Tuesday 15 July 2014

Impressions from Yaverland

Yaverland is a village between Brading and Sandown on the Isle of Wight and is home to a rather splendid beach, running west from below Culver Down, past many millions of years of geological history and home to almost as many fossil hunters as Charmouth.

One starts at the car park by the café (see 50.661666, -1.136405). The car park comes with a well appointed toilet block and the café, provided one gets there early enough, comes with well made rock cakes, a species of cake of which I am fond. Maybe I am prompted to attempt to make some myself.

The beach seems to be as much the preserve of caulkheads as holiday makers and as the beach to the east of the café is open to dogs, one gets rather a lot of them, particularly at weekends when the caulkheads are free to come out to play. They can be something of a nuisance, as on one occasion was an owner who was ejaculating the phrase 'good girl' at what seemed like 10 second intervals for half hours at a time. The nuisance seemed to be compounded by the subtly irritating variations in enunciation. I think he was requiring the dog in question to keep on fetching a ball from the sea.

There was a moment of hilarity however, while the Polish family on the other side of us were cooking their lunch time sausages on one of those disposable barbecues that come in a tin foil tray. One of the sausages managed to fall out of the tray onto the sand and the lady of the family picked it up, marched down to the sea and attempted to wash it: one had lurid visions of the salt water swirling, entirely ineffectively, around the sand firmly cemented to the sausage by rapidly congealing pork fat. She then resorted to brushing the sand off before returning the sausage to its rightful owner for onward consumption.

Meanwhile, a lady caulkhead sat firmly on the beach (she being a reasonably big girl) reading her mobile phone while her young daughter played around, wishing her mother would join in, and while her husband and son went for a walk to the fossils. How she could see anything in the bright sunlight was a mystery, but she also kept it up for half hours at a time.
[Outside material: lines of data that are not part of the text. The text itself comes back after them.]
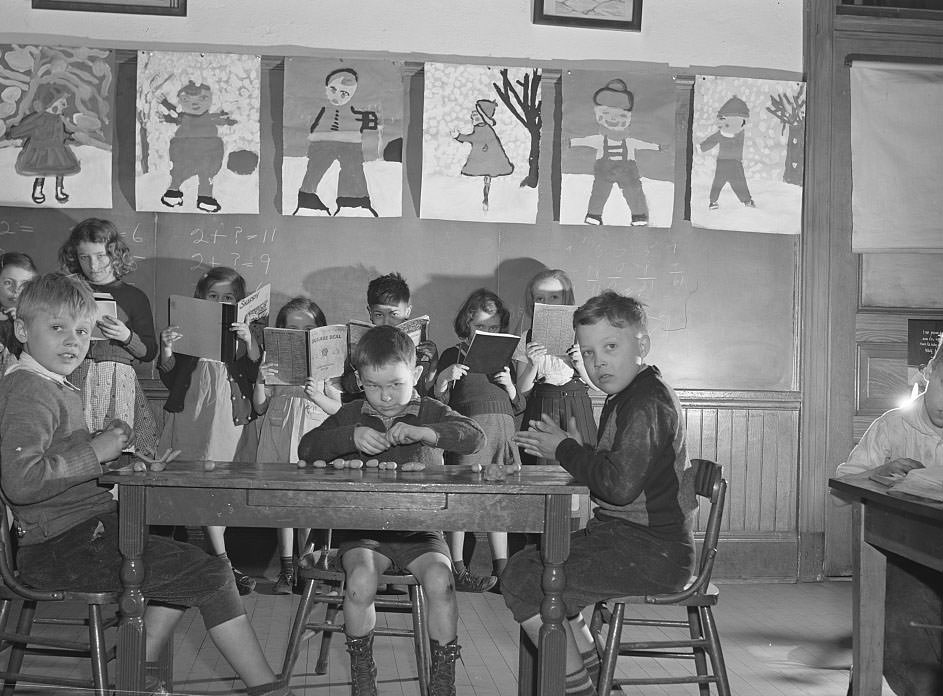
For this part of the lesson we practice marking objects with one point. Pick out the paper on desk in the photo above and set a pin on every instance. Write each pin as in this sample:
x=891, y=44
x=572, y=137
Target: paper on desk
x=922, y=483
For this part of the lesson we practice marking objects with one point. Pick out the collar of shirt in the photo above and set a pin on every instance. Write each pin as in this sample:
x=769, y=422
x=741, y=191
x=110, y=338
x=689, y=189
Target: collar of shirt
x=411, y=409
x=28, y=362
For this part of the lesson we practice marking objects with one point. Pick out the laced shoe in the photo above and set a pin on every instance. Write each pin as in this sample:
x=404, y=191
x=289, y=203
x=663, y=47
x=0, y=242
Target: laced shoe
x=442, y=676
x=244, y=583
x=468, y=582
x=363, y=670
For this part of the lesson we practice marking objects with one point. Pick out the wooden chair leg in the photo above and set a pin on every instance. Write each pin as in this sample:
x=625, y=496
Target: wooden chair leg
x=18, y=650
x=700, y=661
x=716, y=654
x=330, y=616
x=297, y=628
x=96, y=648
x=420, y=639
x=608, y=667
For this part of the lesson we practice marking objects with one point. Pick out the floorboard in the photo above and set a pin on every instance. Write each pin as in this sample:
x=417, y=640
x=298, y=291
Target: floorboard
x=778, y=640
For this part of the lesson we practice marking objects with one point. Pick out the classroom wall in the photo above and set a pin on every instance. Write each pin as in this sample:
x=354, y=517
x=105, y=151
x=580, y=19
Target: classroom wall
x=750, y=33
x=747, y=421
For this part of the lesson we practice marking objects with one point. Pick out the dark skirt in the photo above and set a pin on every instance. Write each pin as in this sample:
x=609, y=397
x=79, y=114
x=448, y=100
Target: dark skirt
x=570, y=400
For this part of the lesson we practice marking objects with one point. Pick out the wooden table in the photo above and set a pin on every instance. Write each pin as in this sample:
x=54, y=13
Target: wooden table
x=882, y=522
x=282, y=495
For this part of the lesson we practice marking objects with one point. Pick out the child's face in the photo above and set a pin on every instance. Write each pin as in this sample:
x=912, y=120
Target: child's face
x=389, y=388
x=95, y=262
x=389, y=315
x=933, y=397
x=612, y=354
x=223, y=292
x=300, y=319
x=549, y=291
x=58, y=341
x=337, y=92
x=612, y=118
x=12, y=280
x=196, y=104
x=482, y=321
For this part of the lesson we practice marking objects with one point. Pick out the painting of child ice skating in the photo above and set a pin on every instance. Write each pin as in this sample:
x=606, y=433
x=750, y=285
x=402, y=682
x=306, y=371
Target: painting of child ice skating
x=198, y=138
x=343, y=138
x=617, y=157
x=481, y=143
x=56, y=125
x=748, y=141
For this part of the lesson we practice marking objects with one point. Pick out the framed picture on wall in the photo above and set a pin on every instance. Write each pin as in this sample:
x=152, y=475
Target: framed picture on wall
x=625, y=15
x=167, y=7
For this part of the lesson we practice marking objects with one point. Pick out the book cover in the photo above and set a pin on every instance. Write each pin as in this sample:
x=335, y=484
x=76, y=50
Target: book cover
x=107, y=307
x=553, y=327
x=205, y=327
x=320, y=353
x=489, y=353
x=254, y=307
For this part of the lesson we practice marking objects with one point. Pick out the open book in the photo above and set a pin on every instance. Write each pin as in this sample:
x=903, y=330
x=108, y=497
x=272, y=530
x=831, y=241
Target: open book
x=490, y=353
x=107, y=307
x=320, y=353
x=415, y=328
x=553, y=327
Later in the afternoon, heading east towards Culver Cliffs, we came across a very small encampment at the foot of the cliffs, a small tent fenced in with windbreaks and which appeared to be home to someone or other. The encampment has now been there for several days, which seemed odd, given that there were much better places for a spot of freelance camping quite close to hand. What sort of a person did we have here? Did he or she have special needs?

The next day, the Polish lady had, as it were, her revenge for our amusement at her expense. The day was hot but windy and we got home from Yaverland to find very fine sand stuck all over us, sand which seemed to take an inordinate amount of soap and hot water to get off. Indeed, I am still coming across odd remnants some days later.

But a fine beach, good for both sitting and swimming. We have now clocked up three swims and aim to have some more before we are done.

And lastly, this morning, I was reading in Osbert of his introduction to the world of the visual arts, in the form of a painting owned by his father, possibly once hung at Renishaw Hall (see http://www.renishaw-hall.co.uk/), painted by George Morland and of the Duchess of Devonshire kissing a butcher in an effort to obtain his vote for her candidate, the infamous Fox, in an election at Westminster in 1793 or so. Intrigued, I asked google, to find that both the painter and the painting appear to exist, but completely failing to find an image of this painting. But I did learn that the Duchess had prompted a whole raft of prints and paintings at the time, one of which is included above, courtesy of a library in the US, perhaps the Lewis Library at Princeton. Also that unseemly pictures of celebrities were not invented by Rupert Murdoch.